Corpora of Written Language
Collaborations of the Project
Within the framework of the EU-project CLARIN and the project CLARIN-D, funded by both the BMBF (Federal Ministry of Education and Research) and MWK-BW (Ministry of Science, Research and Arts), the project “Development and Maintenance of Corpora of Contemporary Written Language” collaborates with the following partners to create a research infrastructure (FI) for linguistics:
- Max Planck Institute for Psycholinguistics, Nijmegen
- Department of Linguistics, Computational Linguistics at the University of Tübingen
- Berlin-Brandenburg Academy of Sciences
- ASV - Institute of Computer Science at the University of Leipzig
- Institute for Natural Language Processing at the University of Stuttgart
- BAS - Bavarian Archive for Speech Signals, Munich
- Hamburg Center for Language Corpora
- Applied Linguistics, Translation and Interpreting, Saarland University
Main areas within the collaboration framework are:
- creating explicit research infrastructure centers and securing their sustainability
- canonisation and standardisation of formats and interfaces
- best practice guidelines for handling resources that are not free from third party rights as well as corresponding licensing models
- facilitating persistent identifiability (and citability) of electronic resources - a corresponding ISO standardisation process has been initiated together with the MPI Nijmegen and the Department of Linguistics at the University of Tübingen
Collaboration within the IDS
- Standing in close connection with the project Methods of Corpus Analysis and Corpus Classification is vital with regard to general methodological and epistemological maxims in order to ensure as close a cycle as possible from the generation of primary research data to their linguistic analysis.

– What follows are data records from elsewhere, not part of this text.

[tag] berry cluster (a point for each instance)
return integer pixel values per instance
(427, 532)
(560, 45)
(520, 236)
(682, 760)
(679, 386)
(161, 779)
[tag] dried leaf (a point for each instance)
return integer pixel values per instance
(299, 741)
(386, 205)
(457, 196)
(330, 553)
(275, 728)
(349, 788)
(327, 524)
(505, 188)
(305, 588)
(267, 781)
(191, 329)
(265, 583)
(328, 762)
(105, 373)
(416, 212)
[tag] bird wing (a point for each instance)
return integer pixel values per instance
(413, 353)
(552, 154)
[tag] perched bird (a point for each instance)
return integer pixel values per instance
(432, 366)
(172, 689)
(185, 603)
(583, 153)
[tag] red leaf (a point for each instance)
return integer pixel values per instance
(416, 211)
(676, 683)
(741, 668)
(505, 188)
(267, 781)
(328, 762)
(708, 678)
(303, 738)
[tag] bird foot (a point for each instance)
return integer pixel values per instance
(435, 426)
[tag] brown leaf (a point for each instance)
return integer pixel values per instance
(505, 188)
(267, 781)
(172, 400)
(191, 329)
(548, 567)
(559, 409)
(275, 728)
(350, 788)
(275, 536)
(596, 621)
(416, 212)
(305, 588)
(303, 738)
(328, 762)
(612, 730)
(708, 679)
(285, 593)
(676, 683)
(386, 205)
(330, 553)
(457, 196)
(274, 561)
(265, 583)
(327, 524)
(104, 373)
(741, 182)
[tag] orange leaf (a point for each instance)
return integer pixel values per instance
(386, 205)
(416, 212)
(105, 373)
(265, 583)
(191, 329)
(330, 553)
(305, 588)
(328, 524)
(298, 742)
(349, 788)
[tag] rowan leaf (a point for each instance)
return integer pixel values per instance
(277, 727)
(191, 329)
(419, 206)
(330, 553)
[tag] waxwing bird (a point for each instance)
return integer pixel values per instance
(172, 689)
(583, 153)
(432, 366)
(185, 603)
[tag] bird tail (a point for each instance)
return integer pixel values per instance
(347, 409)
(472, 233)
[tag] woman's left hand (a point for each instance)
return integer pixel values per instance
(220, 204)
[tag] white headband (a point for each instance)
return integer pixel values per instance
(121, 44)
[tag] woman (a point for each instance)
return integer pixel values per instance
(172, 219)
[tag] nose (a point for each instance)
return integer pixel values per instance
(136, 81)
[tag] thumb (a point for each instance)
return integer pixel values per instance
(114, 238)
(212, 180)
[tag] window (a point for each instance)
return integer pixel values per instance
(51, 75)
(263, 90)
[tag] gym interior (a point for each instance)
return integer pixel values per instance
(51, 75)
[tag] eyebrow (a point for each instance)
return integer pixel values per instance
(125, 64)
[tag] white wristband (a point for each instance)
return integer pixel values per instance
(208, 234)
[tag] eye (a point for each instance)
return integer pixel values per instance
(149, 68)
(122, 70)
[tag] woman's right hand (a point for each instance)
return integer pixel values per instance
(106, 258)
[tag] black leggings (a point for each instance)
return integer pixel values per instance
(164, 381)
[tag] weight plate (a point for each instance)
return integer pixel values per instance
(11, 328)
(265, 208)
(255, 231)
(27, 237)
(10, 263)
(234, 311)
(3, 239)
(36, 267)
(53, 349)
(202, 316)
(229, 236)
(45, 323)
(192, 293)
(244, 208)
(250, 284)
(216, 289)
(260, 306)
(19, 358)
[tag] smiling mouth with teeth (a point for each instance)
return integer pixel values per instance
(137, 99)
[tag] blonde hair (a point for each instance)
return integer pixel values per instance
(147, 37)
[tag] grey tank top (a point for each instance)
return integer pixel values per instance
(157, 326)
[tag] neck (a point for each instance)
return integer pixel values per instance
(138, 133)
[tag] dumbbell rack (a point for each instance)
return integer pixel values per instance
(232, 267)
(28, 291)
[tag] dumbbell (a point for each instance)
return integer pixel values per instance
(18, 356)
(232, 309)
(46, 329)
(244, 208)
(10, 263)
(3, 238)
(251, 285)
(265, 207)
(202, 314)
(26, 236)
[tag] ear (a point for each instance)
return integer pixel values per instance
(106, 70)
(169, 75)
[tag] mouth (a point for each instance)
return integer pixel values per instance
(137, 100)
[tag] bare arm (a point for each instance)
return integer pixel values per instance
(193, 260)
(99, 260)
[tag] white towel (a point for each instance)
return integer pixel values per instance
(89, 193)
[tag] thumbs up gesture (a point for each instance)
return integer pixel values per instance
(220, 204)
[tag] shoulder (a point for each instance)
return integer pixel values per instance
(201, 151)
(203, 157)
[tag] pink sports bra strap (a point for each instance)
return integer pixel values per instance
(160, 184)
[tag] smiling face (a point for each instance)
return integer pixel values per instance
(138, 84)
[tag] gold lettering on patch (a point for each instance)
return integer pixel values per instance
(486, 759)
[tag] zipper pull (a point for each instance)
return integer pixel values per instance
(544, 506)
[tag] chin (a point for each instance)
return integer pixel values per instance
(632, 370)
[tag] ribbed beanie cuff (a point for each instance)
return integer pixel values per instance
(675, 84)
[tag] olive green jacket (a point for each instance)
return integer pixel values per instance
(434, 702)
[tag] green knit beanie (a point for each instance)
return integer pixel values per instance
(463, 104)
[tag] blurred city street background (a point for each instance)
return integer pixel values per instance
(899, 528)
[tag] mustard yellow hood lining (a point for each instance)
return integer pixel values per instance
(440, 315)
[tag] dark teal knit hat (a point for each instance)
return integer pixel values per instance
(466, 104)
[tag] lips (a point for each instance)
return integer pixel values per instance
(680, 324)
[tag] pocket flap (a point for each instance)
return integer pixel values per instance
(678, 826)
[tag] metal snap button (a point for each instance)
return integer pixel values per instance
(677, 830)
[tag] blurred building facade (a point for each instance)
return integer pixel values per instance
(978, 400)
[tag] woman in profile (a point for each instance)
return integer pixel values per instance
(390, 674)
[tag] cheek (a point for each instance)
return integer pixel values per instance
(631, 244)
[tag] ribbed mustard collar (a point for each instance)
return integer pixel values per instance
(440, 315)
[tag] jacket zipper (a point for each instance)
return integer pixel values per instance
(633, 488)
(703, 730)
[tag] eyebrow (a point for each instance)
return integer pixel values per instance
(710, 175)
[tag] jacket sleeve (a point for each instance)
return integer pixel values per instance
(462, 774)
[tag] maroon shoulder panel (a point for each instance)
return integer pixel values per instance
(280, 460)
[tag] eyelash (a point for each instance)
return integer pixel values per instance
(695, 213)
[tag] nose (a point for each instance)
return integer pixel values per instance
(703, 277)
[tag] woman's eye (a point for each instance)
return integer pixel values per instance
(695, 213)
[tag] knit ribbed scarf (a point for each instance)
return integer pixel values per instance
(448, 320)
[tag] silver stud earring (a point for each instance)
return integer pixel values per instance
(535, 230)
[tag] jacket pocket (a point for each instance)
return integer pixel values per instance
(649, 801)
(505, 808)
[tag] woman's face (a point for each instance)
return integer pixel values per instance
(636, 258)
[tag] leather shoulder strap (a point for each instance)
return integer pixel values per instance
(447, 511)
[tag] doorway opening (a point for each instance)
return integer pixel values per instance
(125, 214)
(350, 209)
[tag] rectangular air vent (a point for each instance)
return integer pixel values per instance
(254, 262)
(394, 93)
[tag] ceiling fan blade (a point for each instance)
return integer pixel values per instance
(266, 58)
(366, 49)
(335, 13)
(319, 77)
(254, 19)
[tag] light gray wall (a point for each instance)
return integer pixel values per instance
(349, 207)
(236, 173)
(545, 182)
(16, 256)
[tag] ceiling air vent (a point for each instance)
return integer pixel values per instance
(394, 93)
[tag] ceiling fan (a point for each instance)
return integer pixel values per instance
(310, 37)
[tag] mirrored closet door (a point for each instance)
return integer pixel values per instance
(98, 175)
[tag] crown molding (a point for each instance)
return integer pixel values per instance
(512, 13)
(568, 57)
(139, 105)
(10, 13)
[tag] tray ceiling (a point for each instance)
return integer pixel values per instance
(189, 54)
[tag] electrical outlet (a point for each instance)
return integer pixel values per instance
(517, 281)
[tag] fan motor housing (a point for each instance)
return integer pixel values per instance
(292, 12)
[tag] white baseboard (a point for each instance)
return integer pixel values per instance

- Apart from that, the project also collaborates closely with the Central Data Processing Services department and the COSMAS II project.
- Eric Seubert is significantly involved in the development of the TEI-based text model of the IDS. Moreover, he develops programs for XML conversion and for quality assurance of corpora. He is also responsible for the supervision of student assistants correcting and tagging source texts.
- Peter Harders analyses data processing formats of acquired raw data and develops programs for their conversion.
- The project cooperates with the project Research and Teaching Corpus (FOLK) in the Archive for spoken German (department of pragmatics) in particular on issues such as the clarification of legal and ethical questions concerning the collection, processing and provision of linguistic data
- The project also advises the project Historical Text Corpus (department of lexics).
- Doris al-Wadi is advising the project (after many years of being a staff member) on issues concerning the IDS text model, especially the corpus text bibliography.